Terrorize your Tabletop with these 6 Halloween Games!
Costume? Check! Candy? Check! Annoying spooky sounds CD played on incessant loop? Check! Guess we’re ready for the Halloween party, right?
Hm. Our party needs something else. It’s fine as it is, but it’s just fine. What can we do to make our Halloween party more memorable?
Got it! Halloween games! Now, I know what you’re thinking - they take too long, too many pieces, too complicated for parties. Well, let me elaborate. There’s tons of tabletop games out that break those expectations into pieces. They’re easy to learn, quick to play, and inject a surprising bit of thrill and excitement into any get-together. And, fortunately for the season, a huge number of them are suitably spooky! Let me show you some:
First let’s chat about one of the fastest, simplest, and most exciting of spooky games out there. Zombie Dice has rules that are easy enough to pick up just by watching others play. And since players are using the dice one at a time, people can drop in and out whenever they feel like.
The game is a nice, straightforward push-your-luck game. Players are zombies, and the dice represent the humans they’re chasing to “acquire” juicy, succulent brains. When a player rolls, the dice results show how many brains they got, adding to their score - or how many humans fight back. Take too many hits, and you bust and lose all your brains.
And that’s it! Zombie Dice works great as a filler game while waiting for friends to arrive, and is simple enough to add your own house rules - perfect for your graveyard get-together.
Werewolf is the seminal social-deduction game played at parties, conventions, and wherever large groups of people meet. With just a few cards and a player acting as moderator, Werewolf can be one of the most intense game experiences in the world. Players use deceit and deduction to help their team prevail - even if they don’t know who their teammates are.
The original Werewolf requires a large number of players to play, starting at 7 or 8, and a player to act as host and moderator. As an alternative, One Night Ultimate Werewolf is excellent - it requires only a few players, and has an app instead of requiring a moderator.

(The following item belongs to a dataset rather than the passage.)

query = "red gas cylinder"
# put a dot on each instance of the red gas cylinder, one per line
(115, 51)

While not as intense as the original Werewolf, One Night is much more accessible.
The original Love Letter is a fast, exciting “micro game” that packs a lot of fun into 15 minutes and 16 cards. It inspired game designers to develop the microgame genre with clever, elegant little games. Lovecraft Letter redesigns Love Letter with larger, nicer components and a few additional rules to add more depth to the game. And, of course, themes of insanity and mind-breaking monsters crank up the Lovecraftian lunacy!
Tiny Epic Zombies
The Tiny Epic series of games are an intriguing bunch. They aim to take large board game experiences and scale them down to something more approachable. Tiny Epic Zombies, in this case, tackles the dungeon-crawler genre, and condenses all the scenario-driven fighting and exploring into a pocket-sized box.
Also scaled down, too, is the play time and complexity. Tiny Epic Zombies gives players all the thrills of a bigger, 2+ hour game of Zombicide into 45 minutes. It’s a fantastic middle ground that can please both gamers and Halloween enthusiasts.
Kids on Bikes
For a twist, let’s recommend a role-playing game - although not one as big and complicated as Dungeons and Dragons. Kids On Bikes is a light, story-driven RPG heavily inspired by a Halloween classic, Stranger Things. Players are, as you might have guessed, kids on bikes, who take on spooky mysteries plaguing Smalltown, USA. The game focuses on developing a setting and getting to the action as quickly as possible, with a streamlined RPG system that’s light and thematic.
Escape From the Aliens in Outer Space
Lastly, let’s talk about a game that takes scary to a new level. Escape From the Aliens in Outer Space (or, EFTAIOS) exquisitely exploits the fear of the dark. Players are all on a space station on self-destruct, and must make their way to the escape pods as quickly as possible. One problem - there aren’t enough escape pods. Oh, and also, some of the humans are actually predatory aliens.
Players navigate their own map of the space station to get away in time, or to chomp on a human. They must call out their location as they move, but a drawn card tells them if they can lie about their location for this turn. Can you get to an escape pod quickly enough? Or can you fool a human to let them come to you? EFTAIOS is tense, quick, and exciting, giving an experience rare in tabletop games.